For many of us, it’s the first word we learn, thus the popularity of baby T-shirts that read, “My name is No No” on the front. We learn to use “no” first, because it’s a powerful word synonymous with taking a stand, contradicting authority, being an individual.

It was so easy to say as a child. Why do many of us stop using the word?

–From “Practical Communication: 25 Tips, Tools, and Techniques for Getting Along and Getting Things Done”
Not that it’s a new concept, but I’ve heard a lot of people over the last few weeks talk about the need to “set boundaries” with others in their lives. Although the process can be complicated, one of the first steps to setting boundaries with others is to learn how to say, “No.”

no no

However, every time I recommend this to someone, or bring it up in a workshop. I hear,

But it’s soooo HARD.”

To which I reply, “Why? It’s two simple letters, one syllable!”

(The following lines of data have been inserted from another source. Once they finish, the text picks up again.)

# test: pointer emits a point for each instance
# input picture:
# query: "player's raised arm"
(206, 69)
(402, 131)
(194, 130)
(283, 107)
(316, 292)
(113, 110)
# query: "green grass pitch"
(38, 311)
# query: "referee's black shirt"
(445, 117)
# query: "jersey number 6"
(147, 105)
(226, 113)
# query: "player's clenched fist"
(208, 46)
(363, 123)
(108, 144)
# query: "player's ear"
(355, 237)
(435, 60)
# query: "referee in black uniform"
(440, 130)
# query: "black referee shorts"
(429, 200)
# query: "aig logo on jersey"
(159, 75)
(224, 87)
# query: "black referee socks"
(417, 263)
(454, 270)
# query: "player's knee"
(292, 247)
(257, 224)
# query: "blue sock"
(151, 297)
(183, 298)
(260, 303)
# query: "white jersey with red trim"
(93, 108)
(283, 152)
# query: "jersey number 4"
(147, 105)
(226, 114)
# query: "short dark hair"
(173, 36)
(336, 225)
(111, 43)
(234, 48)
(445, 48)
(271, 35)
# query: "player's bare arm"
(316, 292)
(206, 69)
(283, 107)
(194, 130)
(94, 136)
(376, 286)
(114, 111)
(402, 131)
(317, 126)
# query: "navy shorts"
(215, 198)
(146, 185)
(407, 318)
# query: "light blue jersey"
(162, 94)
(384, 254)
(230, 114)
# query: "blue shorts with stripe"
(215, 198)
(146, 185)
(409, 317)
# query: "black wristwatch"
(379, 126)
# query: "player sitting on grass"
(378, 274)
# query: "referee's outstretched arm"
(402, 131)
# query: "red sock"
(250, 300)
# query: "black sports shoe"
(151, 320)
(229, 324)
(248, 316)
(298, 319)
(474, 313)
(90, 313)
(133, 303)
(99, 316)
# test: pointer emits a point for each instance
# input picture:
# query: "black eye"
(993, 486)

Here are some common responses:

- I’ll feel guilty

- People won’t like me

- It would kill my mom if I said that to her

- I’ll seem like I’m not a team player

- I’ll get fired

The list goes on and on.

Most of these reasons people give are not really valid. Depending on how, to whom, and how often you say “no”, you may face these consequences, but when done right and for the right reasons, saying “no” to someone is unlikely to cause such negative outcomes.

What you might face is disbelief, surprise, and possibly hurt feelings on the part of the person to whom you say “no”. If that’s the case, if you’ve said “no” for a good reason, and you’re doing the right thing for yourself and for the other person, I say, let them live with it. They’ll get over it.

 

1. Think carefully about whether you really want to say “no,” and how willing you are to stick with it. If you’re ambivalent about the request, or are just looking for someone to beg you to do it, or you’re holding out for something better

(like a higher pay raise) then you’ve really made your choice—you’re saying yes—just making the requester work for it. If you truly want to say “no,” move on to tip 2.

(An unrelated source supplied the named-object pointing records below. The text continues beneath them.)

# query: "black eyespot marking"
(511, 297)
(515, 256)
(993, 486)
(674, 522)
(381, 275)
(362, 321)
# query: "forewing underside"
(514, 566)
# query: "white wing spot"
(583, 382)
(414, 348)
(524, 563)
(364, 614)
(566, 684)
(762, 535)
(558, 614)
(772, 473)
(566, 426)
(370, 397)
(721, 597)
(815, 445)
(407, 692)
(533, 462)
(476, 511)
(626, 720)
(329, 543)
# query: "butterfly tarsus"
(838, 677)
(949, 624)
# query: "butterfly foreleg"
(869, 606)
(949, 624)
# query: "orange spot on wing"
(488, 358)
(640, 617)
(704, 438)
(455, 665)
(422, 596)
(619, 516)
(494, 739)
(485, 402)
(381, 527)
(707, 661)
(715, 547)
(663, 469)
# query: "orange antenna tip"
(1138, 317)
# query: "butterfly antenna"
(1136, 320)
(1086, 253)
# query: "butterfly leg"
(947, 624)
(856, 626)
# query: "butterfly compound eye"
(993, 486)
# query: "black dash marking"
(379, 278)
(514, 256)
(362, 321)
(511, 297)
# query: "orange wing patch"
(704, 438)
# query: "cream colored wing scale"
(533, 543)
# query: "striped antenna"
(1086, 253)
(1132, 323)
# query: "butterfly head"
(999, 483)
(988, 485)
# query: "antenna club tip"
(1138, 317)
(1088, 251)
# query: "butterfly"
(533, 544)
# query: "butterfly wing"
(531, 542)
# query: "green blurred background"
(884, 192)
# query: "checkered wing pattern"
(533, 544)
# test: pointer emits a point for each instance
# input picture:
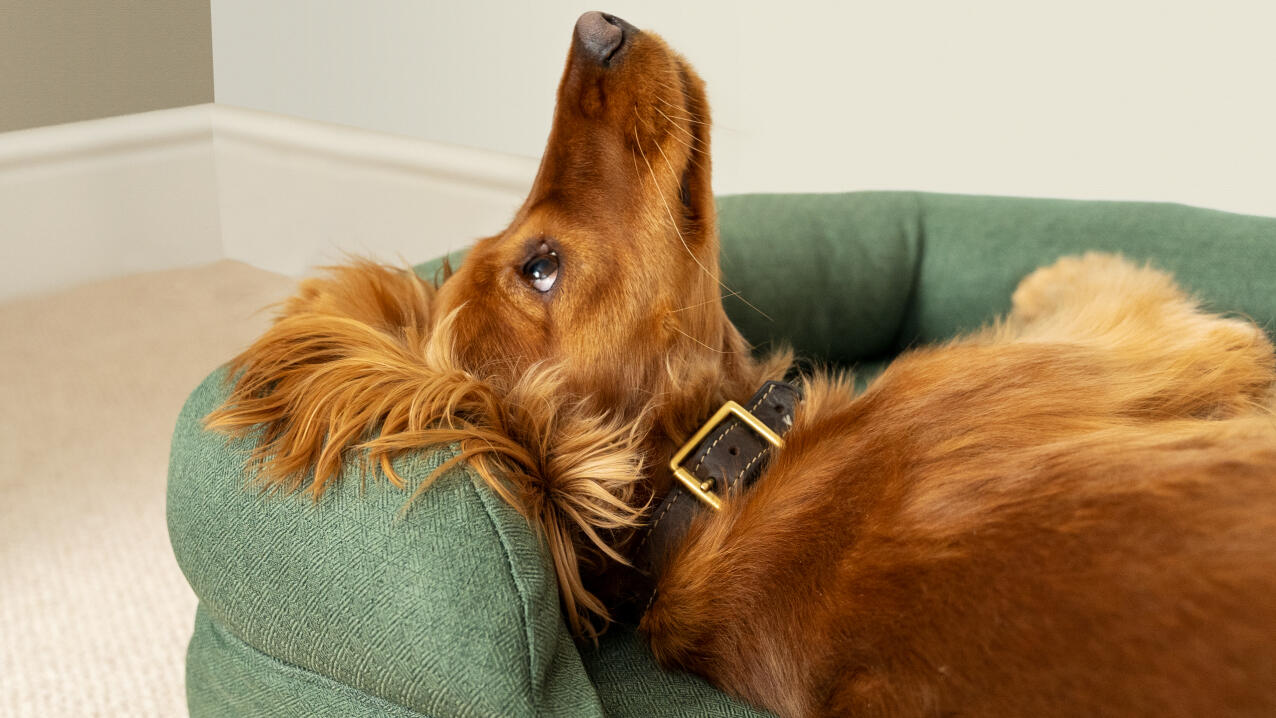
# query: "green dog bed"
(354, 607)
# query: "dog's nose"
(601, 35)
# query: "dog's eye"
(541, 271)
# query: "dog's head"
(610, 268)
(567, 356)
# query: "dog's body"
(1072, 513)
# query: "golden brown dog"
(1072, 513)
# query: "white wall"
(101, 198)
(1117, 98)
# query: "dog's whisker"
(671, 121)
(704, 302)
(679, 232)
(701, 343)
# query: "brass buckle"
(703, 491)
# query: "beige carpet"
(93, 611)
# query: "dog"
(1069, 513)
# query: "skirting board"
(190, 185)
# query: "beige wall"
(68, 60)
(1087, 98)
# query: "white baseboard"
(195, 184)
(97, 199)
(296, 193)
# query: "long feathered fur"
(352, 367)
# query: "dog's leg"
(1175, 356)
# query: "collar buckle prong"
(703, 490)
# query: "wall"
(102, 198)
(1120, 100)
(69, 60)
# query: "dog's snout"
(601, 36)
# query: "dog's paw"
(1076, 282)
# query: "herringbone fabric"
(347, 608)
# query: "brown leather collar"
(727, 458)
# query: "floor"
(93, 611)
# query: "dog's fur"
(1072, 513)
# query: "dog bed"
(356, 606)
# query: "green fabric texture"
(355, 607)
(351, 605)
(858, 277)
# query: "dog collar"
(725, 457)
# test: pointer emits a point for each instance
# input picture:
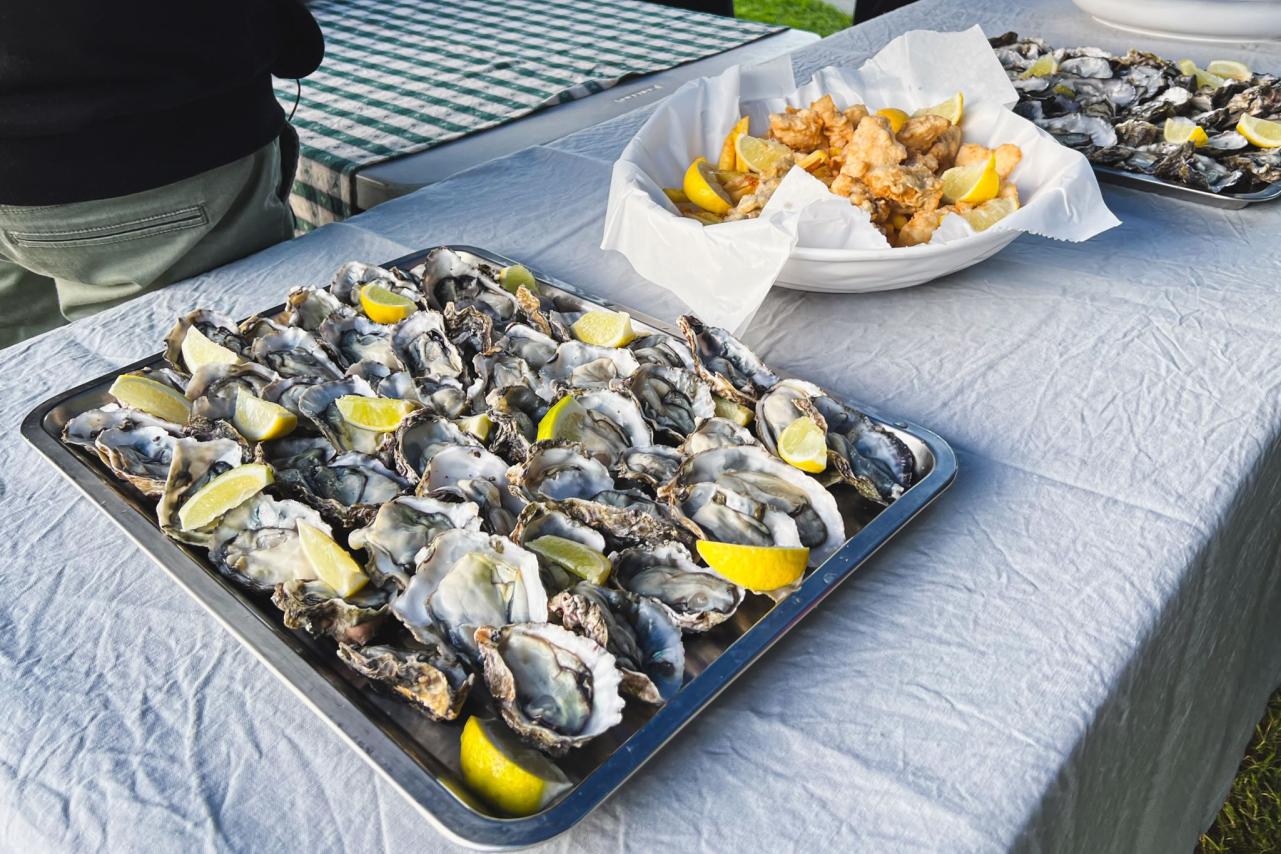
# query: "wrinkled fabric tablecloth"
(1067, 652)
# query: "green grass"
(814, 16)
(1250, 820)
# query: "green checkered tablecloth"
(402, 76)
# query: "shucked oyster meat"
(440, 506)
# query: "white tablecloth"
(1066, 653)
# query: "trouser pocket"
(132, 229)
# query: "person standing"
(140, 144)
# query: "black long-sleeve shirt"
(103, 99)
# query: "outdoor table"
(1067, 652)
(409, 82)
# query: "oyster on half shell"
(428, 675)
(696, 597)
(466, 579)
(639, 633)
(556, 689)
(318, 610)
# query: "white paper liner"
(723, 272)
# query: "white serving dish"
(1190, 19)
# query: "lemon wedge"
(703, 190)
(1043, 67)
(729, 151)
(223, 493)
(197, 351)
(260, 420)
(151, 396)
(1261, 132)
(972, 185)
(375, 414)
(516, 277)
(733, 411)
(1230, 69)
(1203, 77)
(384, 306)
(564, 420)
(756, 567)
(332, 562)
(989, 213)
(897, 118)
(605, 328)
(1180, 131)
(477, 425)
(805, 444)
(574, 557)
(504, 772)
(951, 109)
(761, 155)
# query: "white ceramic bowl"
(1193, 19)
(858, 272)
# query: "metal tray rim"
(1150, 183)
(445, 811)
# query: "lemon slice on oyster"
(477, 425)
(972, 185)
(332, 562)
(564, 420)
(1261, 132)
(260, 420)
(761, 155)
(516, 277)
(805, 444)
(504, 772)
(224, 493)
(1230, 69)
(151, 397)
(951, 109)
(574, 557)
(733, 411)
(1180, 129)
(756, 567)
(1043, 67)
(702, 188)
(384, 306)
(605, 328)
(199, 350)
(374, 414)
(989, 213)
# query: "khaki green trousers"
(62, 263)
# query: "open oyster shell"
(639, 633)
(466, 579)
(402, 528)
(318, 610)
(428, 675)
(694, 597)
(555, 689)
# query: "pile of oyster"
(1112, 109)
(441, 517)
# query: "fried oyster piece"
(871, 145)
(798, 129)
(908, 188)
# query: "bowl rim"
(921, 250)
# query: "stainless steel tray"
(419, 757)
(1139, 181)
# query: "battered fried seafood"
(899, 178)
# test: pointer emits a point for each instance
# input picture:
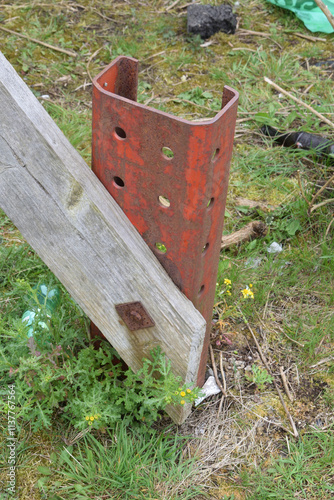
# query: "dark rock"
(206, 20)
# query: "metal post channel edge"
(169, 176)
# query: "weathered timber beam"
(78, 230)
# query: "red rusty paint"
(128, 157)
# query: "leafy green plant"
(55, 376)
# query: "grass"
(293, 305)
(126, 465)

2. Weigh the costs and benefits of saying “no.” What are the costs to you? Will you get fired? Will you lose a friendship? Also, ask yourself what the costs are to the other person. If you care about him or her, you may choose to do something you personally don’t want to do for the greater good of the other person or your relationship. However, weigh carefully and be realistic about the costs. Will you REALLY be fired? Will that friend REALLY disown you, or just be mad at you for a day?

3. Say “no” confidently. Look the person in the eye and say with a firm, but polite tone, “No, I can’t.”  If you want to be apologetic, then say, “I’m sorry, I  can’t” and leave it at that. This is the key to avoid being talked into doing something. If you offer rationale or explanations, people will find ways around them.

4. Offer an alternative. Sometimes we say “no” because the request doesn’t work with our schedule, values, or lifestyle, but we really do want to help. For example, we might not be able to take a day off from work to help at a child’s school party, but we’re willing to help in another way, like baking cookies or sending supplies. We can say, “I’m sorry I can’t attend the party, but I’d be glad to _____ instead.”

5. Use the phrase, “I have another commitment.” The word “commitment” sounds official and most people don’t question it. Your commitment is simply anything you’ve already determined you need or want to do instead of the request. In 20 years, I’ve never had someone reply, “What is it?” They just accept it and move on.

 

What creative ways (without telling a lie) have you found for saying “no?”